AN ARTIST who achieved huge popularity for his larger-than-life pictures of old Keighley has died at the age of 82.

Howard Turner specialised in colourful scenes from the 1920s and 1930s populated by well-known local eccentrics of the era.

He painstakingly recreated the locations from his youth in a leaky studio at the house he shared in Ickornshaw with artist wife Sheila Turner.

The pair moved to the hamlet near Cowling in the 1980s to take up a painting full-time after moving from Cumbria.

The pair had moved around the country during Howard’s working life as a hospital administrator, including a remote cottage near Doncaster where Howard had home-delivered daughter Susan.

Susan said: “My dad was my first breath and I saw his last breath so it’s like a circle of life.”

Howard, born in 1934, dabbled with painting during his working life as relaxation after the challenges of the working day.

In Ickornshaw, while Sheila painted her acclaimed landscapes in comfortable surroundings upstairs, Howard’s studio was an old ‘lean-to’ at the back of the cottage.

Susan said: “He would work in there for hours and the windows would steam up because of the rain dripping through, but he’d just wrap himself up warm and get to work while playing classical music.”

Howard soon achieved local fame for his pictures, peopled with real-life characters like Spud Mick, Nellie Nit Nurse and Clogger Kennedy.

He was also member of the Yorkshire Itinerants group of artists who got together to raise money for charity.

Howard painted until recent years, and following his wife’s stroke last year he contracted bladder cancer.

He was treated at Manorlands hospice in Oxenhope before moving to Beanlands nursing home in Cross Hills, where he died in July.

Howard and Sheila were due to celebrate their 60th wedding anniversary on November this year.

The couple had five grandchildren and eight great-grandchildren.
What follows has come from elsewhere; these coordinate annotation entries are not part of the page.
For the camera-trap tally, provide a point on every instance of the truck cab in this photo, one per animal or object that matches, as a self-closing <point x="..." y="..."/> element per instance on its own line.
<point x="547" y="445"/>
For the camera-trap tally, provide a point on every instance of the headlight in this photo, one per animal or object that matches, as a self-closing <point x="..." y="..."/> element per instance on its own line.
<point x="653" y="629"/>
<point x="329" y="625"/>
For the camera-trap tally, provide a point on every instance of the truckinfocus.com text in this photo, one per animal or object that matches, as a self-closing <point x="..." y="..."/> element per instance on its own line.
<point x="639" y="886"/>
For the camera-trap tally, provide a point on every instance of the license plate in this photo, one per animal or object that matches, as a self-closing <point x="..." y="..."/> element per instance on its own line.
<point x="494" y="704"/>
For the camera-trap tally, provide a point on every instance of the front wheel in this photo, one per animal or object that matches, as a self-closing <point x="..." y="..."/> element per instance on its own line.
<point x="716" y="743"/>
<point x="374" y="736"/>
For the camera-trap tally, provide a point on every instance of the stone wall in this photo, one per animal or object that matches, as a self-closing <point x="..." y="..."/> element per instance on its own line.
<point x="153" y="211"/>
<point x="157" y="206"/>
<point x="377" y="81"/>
Susan said: “My father was very gentle man who had a wicked sense of humour. He was very much a man of words and loved his books.

“One of dad’s all time favourite quotes, which always made him chuckle, was ‘Trop tard, l'âne est dans l'arbre!’ which translates as ‘Too late, the donkey is in the tree!’.”

Friends are asked to make a donation to Manorlands or Beanlands in his memory.

Susan intends to fulfil their father’s wish for one of his favourite paintings to be donated to Manorlands.